According to some embodiments of the present disclosure, for each type of causal inference model, separate models have been trained for a predefined KPIs, for example seven different KPIs, such as % After Call Work (ACW) time, efficiency, experience, quality score, revenue per resolution (Rev/Res), signed-in %, trust, resulting in a comprehensive analysis tailored to each specific performance indicator. Each KPI model helps in understanding the specific impacts of coaching on different aspects of agent performance.
According to some embodiments of the present disclosure, the Rev/Res is a KPI used to measure the revenue generated per resolved issue or ticket by an agent. This metric helps in assessing the financial efficiency and effectiveness of an agent's performance.
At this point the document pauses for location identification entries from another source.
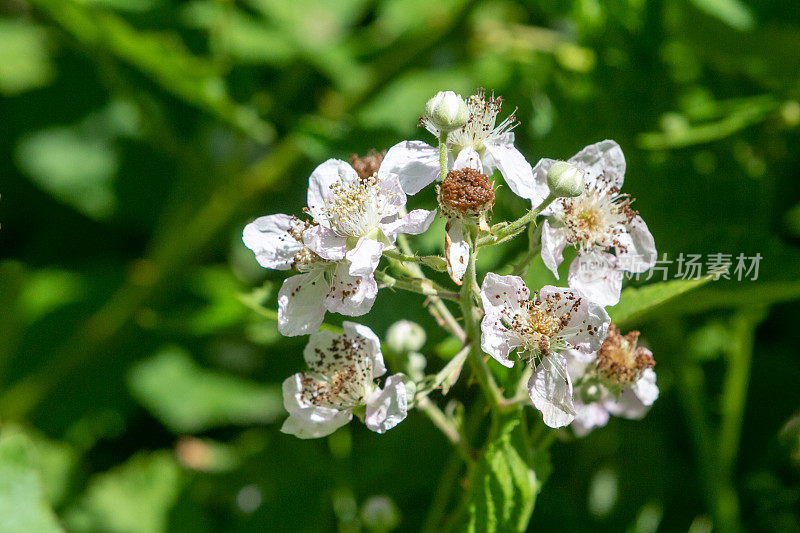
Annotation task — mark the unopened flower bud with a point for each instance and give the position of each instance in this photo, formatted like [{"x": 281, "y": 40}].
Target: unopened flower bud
[
  {"x": 565, "y": 180},
  {"x": 447, "y": 111},
  {"x": 405, "y": 336}
]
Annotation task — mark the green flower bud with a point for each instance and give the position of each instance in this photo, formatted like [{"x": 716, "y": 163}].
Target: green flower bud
[
  {"x": 565, "y": 180},
  {"x": 447, "y": 111},
  {"x": 405, "y": 336}
]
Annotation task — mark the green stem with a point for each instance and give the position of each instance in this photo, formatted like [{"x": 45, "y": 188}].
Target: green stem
[
  {"x": 472, "y": 327},
  {"x": 432, "y": 261},
  {"x": 512, "y": 229},
  {"x": 420, "y": 286}
]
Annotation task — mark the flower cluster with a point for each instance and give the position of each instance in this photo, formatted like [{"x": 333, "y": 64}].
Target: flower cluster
[{"x": 579, "y": 368}]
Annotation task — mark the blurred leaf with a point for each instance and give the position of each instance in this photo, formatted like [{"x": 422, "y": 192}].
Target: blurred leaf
[
  {"x": 23, "y": 507},
  {"x": 188, "y": 398},
  {"x": 24, "y": 58},
  {"x": 635, "y": 302},
  {"x": 504, "y": 485},
  {"x": 193, "y": 79},
  {"x": 135, "y": 497},
  {"x": 731, "y": 12}
]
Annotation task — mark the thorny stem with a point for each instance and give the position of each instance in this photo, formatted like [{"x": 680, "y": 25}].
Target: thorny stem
[
  {"x": 432, "y": 261},
  {"x": 511, "y": 229},
  {"x": 420, "y": 286},
  {"x": 446, "y": 426},
  {"x": 435, "y": 306}
]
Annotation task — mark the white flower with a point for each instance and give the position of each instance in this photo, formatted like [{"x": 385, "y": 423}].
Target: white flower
[
  {"x": 341, "y": 381},
  {"x": 595, "y": 222},
  {"x": 487, "y": 145},
  {"x": 277, "y": 241},
  {"x": 355, "y": 217},
  {"x": 616, "y": 380},
  {"x": 538, "y": 329},
  {"x": 358, "y": 215}
]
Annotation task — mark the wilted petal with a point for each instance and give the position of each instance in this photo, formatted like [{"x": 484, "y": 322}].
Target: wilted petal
[
  {"x": 414, "y": 162},
  {"x": 416, "y": 222},
  {"x": 456, "y": 249},
  {"x": 645, "y": 387},
  {"x": 550, "y": 389},
  {"x": 596, "y": 275},
  {"x": 300, "y": 304},
  {"x": 603, "y": 158},
  {"x": 325, "y": 243},
  {"x": 468, "y": 158},
  {"x": 269, "y": 238},
  {"x": 319, "y": 186},
  {"x": 351, "y": 295},
  {"x": 308, "y": 421},
  {"x": 639, "y": 253},
  {"x": 371, "y": 342},
  {"x": 387, "y": 408},
  {"x": 364, "y": 258},
  {"x": 588, "y": 322},
  {"x": 588, "y": 417},
  {"x": 553, "y": 242},
  {"x": 501, "y": 297}
]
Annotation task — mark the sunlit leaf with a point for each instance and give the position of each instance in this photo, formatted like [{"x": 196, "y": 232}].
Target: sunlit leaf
[
  {"x": 24, "y": 57},
  {"x": 23, "y": 505},
  {"x": 188, "y": 398},
  {"x": 135, "y": 497}
]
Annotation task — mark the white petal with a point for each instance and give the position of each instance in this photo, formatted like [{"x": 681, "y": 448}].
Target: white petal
[
  {"x": 364, "y": 258},
  {"x": 305, "y": 420},
  {"x": 388, "y": 407},
  {"x": 468, "y": 158},
  {"x": 588, "y": 323},
  {"x": 416, "y": 222},
  {"x": 553, "y": 242},
  {"x": 414, "y": 162},
  {"x": 517, "y": 172},
  {"x": 351, "y": 295},
  {"x": 588, "y": 417},
  {"x": 456, "y": 249},
  {"x": 501, "y": 297},
  {"x": 603, "y": 158},
  {"x": 270, "y": 240},
  {"x": 325, "y": 243},
  {"x": 300, "y": 309},
  {"x": 539, "y": 172},
  {"x": 372, "y": 345},
  {"x": 550, "y": 390},
  {"x": 640, "y": 247},
  {"x": 596, "y": 275},
  {"x": 645, "y": 387},
  {"x": 319, "y": 186}
]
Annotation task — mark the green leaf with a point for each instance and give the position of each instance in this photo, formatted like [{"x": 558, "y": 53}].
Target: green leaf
[
  {"x": 636, "y": 301},
  {"x": 135, "y": 497},
  {"x": 188, "y": 398},
  {"x": 24, "y": 58},
  {"x": 504, "y": 484},
  {"x": 23, "y": 503}
]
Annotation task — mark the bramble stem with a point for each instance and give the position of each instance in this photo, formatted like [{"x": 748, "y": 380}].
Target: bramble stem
[
  {"x": 473, "y": 331},
  {"x": 420, "y": 286},
  {"x": 505, "y": 232}
]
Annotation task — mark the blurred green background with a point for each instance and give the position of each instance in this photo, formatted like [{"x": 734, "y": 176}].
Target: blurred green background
[{"x": 139, "y": 390}]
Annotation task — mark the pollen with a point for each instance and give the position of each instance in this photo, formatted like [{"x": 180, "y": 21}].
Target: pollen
[
  {"x": 597, "y": 217},
  {"x": 466, "y": 192},
  {"x": 620, "y": 361}
]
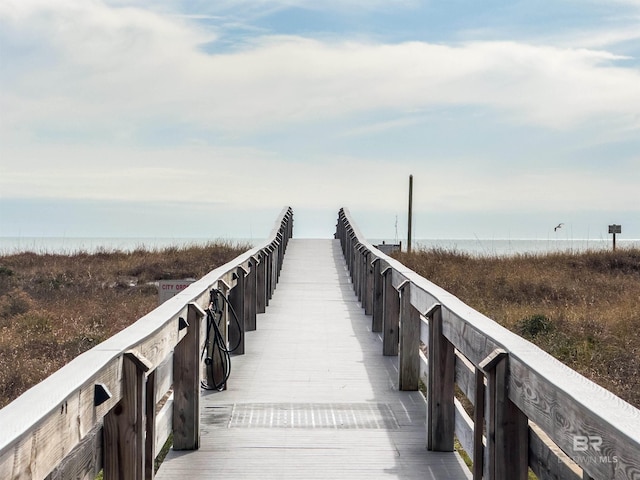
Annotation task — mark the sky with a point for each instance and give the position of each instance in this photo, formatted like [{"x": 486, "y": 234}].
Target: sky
[{"x": 157, "y": 118}]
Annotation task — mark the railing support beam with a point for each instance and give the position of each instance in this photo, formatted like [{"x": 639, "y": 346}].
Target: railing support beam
[
  {"x": 124, "y": 425},
  {"x": 391, "y": 316},
  {"x": 440, "y": 405},
  {"x": 186, "y": 384},
  {"x": 409, "y": 360}
]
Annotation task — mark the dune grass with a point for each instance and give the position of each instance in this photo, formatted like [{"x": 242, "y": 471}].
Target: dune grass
[
  {"x": 582, "y": 308},
  {"x": 54, "y": 307}
]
Trust is a key performance indicator (KPI) that measures the level of trust clients or customers have in the agent's performance. This metric can be derived from customer feedback, satisfaction surveys, and other qualitative assessments, reflecting the agent's reliability and credibility.
According to some embodiments of the present disclosure, a logistic regression model may be used to estimate the propensity scores. Logistic regression is a statistical model that predicts the probability of a binary outcome, e.g., receiving coaching or not, based on one or more predictor variables e.g., agent properties. This method helps in adjusting for biases and providing a balanced comparison between treated and control groups. For example, the dataset may be split into a training set, such as 70% and the rest of it 30%, may be used as a testing set, where the models are trained to predict the CATE value for each KPI based on agent properties, which are scaled to ensure a standardized and fair comparison across different KPIs.
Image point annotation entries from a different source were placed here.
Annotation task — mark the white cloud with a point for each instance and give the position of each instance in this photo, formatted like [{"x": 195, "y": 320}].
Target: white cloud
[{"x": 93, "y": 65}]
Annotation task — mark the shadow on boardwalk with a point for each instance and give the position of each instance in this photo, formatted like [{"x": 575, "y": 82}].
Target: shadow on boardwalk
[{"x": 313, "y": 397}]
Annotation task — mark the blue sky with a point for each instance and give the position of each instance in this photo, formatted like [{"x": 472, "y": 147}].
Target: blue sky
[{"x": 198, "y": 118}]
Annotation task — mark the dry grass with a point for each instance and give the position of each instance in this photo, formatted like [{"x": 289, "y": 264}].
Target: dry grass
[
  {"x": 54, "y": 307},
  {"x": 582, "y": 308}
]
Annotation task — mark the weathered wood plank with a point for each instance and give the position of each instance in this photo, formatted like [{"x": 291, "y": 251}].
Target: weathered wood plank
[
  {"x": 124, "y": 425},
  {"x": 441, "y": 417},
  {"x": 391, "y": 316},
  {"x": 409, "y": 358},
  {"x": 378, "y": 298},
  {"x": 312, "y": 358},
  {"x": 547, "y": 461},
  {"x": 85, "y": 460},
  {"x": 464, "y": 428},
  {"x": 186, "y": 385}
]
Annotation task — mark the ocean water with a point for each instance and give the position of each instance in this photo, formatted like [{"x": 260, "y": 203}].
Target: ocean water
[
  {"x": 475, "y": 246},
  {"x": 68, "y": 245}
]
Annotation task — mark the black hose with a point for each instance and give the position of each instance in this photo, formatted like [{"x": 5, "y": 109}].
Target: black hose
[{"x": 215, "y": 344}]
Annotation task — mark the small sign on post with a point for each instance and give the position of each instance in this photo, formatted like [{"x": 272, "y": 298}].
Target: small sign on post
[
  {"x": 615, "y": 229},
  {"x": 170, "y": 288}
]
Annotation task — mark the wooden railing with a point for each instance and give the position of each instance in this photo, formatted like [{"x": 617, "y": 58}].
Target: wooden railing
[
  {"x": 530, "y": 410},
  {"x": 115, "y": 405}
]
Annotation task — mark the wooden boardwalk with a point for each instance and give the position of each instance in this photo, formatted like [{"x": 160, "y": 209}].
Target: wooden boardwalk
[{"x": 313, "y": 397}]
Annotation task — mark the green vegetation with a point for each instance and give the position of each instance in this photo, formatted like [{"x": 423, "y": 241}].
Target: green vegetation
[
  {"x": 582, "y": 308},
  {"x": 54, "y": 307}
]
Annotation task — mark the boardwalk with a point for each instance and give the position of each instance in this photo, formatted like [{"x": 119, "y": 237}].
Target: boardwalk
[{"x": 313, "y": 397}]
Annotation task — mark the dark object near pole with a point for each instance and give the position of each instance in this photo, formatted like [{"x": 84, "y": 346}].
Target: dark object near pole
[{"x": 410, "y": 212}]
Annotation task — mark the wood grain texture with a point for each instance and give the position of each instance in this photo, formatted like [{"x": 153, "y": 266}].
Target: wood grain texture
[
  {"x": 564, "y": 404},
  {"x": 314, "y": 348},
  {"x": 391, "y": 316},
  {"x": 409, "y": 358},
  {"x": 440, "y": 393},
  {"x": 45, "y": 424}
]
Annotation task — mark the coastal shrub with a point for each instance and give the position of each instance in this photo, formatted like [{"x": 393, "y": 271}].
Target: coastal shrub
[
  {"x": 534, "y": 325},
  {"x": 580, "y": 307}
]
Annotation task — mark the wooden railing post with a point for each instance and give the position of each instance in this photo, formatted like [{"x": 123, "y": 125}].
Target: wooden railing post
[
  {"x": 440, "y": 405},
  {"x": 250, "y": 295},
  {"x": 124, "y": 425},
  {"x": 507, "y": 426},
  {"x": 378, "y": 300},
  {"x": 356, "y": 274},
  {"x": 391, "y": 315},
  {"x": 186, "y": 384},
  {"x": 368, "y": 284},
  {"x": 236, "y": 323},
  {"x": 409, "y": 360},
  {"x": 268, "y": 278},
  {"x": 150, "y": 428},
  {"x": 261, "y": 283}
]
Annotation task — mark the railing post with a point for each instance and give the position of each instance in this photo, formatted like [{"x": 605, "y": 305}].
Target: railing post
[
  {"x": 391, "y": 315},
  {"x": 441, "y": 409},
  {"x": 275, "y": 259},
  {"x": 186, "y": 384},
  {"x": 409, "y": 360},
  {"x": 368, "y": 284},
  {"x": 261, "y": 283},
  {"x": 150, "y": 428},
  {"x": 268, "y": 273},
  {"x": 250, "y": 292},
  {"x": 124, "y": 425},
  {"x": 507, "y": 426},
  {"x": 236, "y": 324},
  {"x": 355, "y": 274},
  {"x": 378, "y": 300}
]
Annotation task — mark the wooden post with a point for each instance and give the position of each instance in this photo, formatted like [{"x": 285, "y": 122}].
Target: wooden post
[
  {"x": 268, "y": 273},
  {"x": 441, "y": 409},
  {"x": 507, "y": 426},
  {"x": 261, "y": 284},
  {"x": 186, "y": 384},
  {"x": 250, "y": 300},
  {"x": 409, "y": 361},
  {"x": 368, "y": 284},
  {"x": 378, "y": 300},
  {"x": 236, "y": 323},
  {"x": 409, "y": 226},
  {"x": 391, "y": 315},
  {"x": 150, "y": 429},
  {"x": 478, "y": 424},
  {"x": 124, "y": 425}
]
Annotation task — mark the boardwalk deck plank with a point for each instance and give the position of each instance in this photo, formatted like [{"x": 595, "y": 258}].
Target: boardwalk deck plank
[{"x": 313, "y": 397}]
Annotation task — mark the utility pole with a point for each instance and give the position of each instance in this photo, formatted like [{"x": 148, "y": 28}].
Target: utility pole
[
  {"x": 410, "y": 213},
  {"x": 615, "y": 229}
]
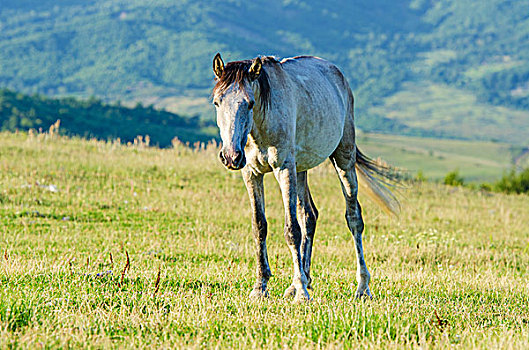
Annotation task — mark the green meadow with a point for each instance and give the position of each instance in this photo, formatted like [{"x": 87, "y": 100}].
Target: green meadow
[{"x": 106, "y": 245}]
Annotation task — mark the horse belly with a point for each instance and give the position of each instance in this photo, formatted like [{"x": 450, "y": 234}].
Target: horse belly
[{"x": 316, "y": 140}]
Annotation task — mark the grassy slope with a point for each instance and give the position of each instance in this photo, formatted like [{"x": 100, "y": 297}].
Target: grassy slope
[
  {"x": 476, "y": 161},
  {"x": 181, "y": 212},
  {"x": 453, "y": 112}
]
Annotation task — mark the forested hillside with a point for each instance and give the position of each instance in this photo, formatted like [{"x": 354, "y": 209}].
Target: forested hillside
[
  {"x": 160, "y": 52},
  {"x": 92, "y": 118}
]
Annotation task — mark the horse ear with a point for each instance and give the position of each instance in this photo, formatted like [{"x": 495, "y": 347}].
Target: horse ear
[
  {"x": 255, "y": 69},
  {"x": 218, "y": 65}
]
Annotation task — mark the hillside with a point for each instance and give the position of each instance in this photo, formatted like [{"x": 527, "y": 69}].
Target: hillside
[
  {"x": 92, "y": 118},
  {"x": 450, "y": 272},
  {"x": 160, "y": 52}
]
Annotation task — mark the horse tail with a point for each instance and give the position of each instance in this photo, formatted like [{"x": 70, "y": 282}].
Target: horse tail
[{"x": 376, "y": 180}]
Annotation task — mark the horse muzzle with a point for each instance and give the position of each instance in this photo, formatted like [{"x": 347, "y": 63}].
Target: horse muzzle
[{"x": 234, "y": 160}]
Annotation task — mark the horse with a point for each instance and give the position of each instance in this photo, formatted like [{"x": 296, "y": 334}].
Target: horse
[{"x": 286, "y": 117}]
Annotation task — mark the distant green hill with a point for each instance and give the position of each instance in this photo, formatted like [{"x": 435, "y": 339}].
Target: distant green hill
[
  {"x": 92, "y": 118},
  {"x": 160, "y": 52}
]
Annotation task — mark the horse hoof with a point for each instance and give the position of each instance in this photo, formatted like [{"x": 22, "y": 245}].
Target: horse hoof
[
  {"x": 363, "y": 293},
  {"x": 258, "y": 293},
  {"x": 302, "y": 296},
  {"x": 290, "y": 292}
]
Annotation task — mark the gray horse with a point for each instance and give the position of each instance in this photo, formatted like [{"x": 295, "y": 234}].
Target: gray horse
[{"x": 287, "y": 117}]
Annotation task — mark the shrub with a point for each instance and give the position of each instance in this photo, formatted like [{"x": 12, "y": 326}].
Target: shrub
[
  {"x": 454, "y": 179},
  {"x": 513, "y": 182}
]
According to some embodiments of the present disclosure, propensity scores are used to estimate the probability of an agent receiving a particular treatment e.g., coaching, given their covariates, e.g., agent properties. These scores help in balancing the data and adjusting for potential biases, ensuring a more accurate assessment of the treatment effects. The propensity scores may be estimated using logistic regression models.
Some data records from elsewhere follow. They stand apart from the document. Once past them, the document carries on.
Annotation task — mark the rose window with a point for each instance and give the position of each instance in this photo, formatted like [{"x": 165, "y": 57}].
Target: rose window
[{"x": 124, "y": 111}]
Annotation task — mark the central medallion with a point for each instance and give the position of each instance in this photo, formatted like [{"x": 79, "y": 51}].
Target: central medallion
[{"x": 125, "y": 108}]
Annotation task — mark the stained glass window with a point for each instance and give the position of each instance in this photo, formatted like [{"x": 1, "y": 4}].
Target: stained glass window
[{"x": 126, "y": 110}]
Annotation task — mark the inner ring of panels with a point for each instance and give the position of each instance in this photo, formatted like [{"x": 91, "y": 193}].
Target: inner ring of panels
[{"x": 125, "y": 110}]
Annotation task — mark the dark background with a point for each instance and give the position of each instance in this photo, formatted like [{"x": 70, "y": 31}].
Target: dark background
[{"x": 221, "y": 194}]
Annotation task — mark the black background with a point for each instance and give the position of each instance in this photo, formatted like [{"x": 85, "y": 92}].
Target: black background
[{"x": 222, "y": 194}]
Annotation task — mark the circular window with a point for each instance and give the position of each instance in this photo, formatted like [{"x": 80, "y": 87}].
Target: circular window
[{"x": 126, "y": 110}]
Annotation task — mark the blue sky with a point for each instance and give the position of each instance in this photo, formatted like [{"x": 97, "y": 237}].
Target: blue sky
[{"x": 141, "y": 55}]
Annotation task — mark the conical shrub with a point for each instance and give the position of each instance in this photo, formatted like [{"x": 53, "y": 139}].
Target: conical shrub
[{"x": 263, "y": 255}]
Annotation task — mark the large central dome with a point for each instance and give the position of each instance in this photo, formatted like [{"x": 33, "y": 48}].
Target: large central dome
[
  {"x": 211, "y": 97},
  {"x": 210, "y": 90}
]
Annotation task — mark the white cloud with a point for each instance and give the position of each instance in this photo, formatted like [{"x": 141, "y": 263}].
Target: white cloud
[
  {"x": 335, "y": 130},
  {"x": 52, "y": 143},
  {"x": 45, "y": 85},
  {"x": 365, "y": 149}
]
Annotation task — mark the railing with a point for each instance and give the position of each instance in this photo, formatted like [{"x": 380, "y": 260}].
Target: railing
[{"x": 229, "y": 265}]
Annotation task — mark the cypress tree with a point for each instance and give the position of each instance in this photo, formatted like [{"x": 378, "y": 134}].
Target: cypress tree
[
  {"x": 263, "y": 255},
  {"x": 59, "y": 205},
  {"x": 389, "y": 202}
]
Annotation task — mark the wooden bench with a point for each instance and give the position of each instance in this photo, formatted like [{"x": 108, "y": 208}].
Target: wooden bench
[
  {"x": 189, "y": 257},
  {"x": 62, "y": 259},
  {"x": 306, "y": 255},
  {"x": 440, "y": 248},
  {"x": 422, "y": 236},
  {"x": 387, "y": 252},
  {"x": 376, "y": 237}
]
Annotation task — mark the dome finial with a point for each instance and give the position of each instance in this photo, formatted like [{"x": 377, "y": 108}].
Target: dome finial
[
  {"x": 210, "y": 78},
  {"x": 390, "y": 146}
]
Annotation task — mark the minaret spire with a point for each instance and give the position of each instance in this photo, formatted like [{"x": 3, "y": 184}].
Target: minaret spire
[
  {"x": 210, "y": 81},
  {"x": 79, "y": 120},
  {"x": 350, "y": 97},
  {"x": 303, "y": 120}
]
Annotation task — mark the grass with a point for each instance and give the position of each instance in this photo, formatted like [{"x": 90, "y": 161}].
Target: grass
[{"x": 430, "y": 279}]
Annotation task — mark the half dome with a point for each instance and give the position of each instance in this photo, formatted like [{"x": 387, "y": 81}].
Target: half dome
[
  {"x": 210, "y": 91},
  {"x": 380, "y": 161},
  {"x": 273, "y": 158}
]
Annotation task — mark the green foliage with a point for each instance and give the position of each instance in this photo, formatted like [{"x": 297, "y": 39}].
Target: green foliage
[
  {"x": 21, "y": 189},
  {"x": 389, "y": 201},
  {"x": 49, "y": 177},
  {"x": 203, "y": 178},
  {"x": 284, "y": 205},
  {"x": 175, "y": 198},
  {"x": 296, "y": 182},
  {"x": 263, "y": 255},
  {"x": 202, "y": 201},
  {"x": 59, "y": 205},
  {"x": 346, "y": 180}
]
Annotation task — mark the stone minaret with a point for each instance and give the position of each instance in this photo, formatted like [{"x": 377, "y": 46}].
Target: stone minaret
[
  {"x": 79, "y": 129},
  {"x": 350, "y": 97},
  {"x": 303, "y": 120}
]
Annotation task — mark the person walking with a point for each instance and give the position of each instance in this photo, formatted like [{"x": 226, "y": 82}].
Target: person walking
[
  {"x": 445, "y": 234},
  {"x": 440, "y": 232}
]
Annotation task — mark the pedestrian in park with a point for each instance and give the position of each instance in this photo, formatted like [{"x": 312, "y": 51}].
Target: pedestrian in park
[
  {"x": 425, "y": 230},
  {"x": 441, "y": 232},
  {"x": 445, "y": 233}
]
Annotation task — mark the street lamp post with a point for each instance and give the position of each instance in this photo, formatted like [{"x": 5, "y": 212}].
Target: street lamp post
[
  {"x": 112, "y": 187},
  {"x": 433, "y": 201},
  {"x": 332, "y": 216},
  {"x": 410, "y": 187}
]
According to some embodiments of the present disclosure, the logistic regression model may be for example, a logistic regression model used to estimate the propensity score for an agent receiving coaching. The model might include covariates, such as agent experience, previous performance scores, and frequency of past coaching sessions. The logistic regression equation may be for example, logit(P(coaching))=β0+β1*experience+β2*previous_performance+β3*past_coaching whereby P(coaching) is the probability of the agent receiving coaching, and β0, β1, β2, and β3 are the coefficients estimated by the model.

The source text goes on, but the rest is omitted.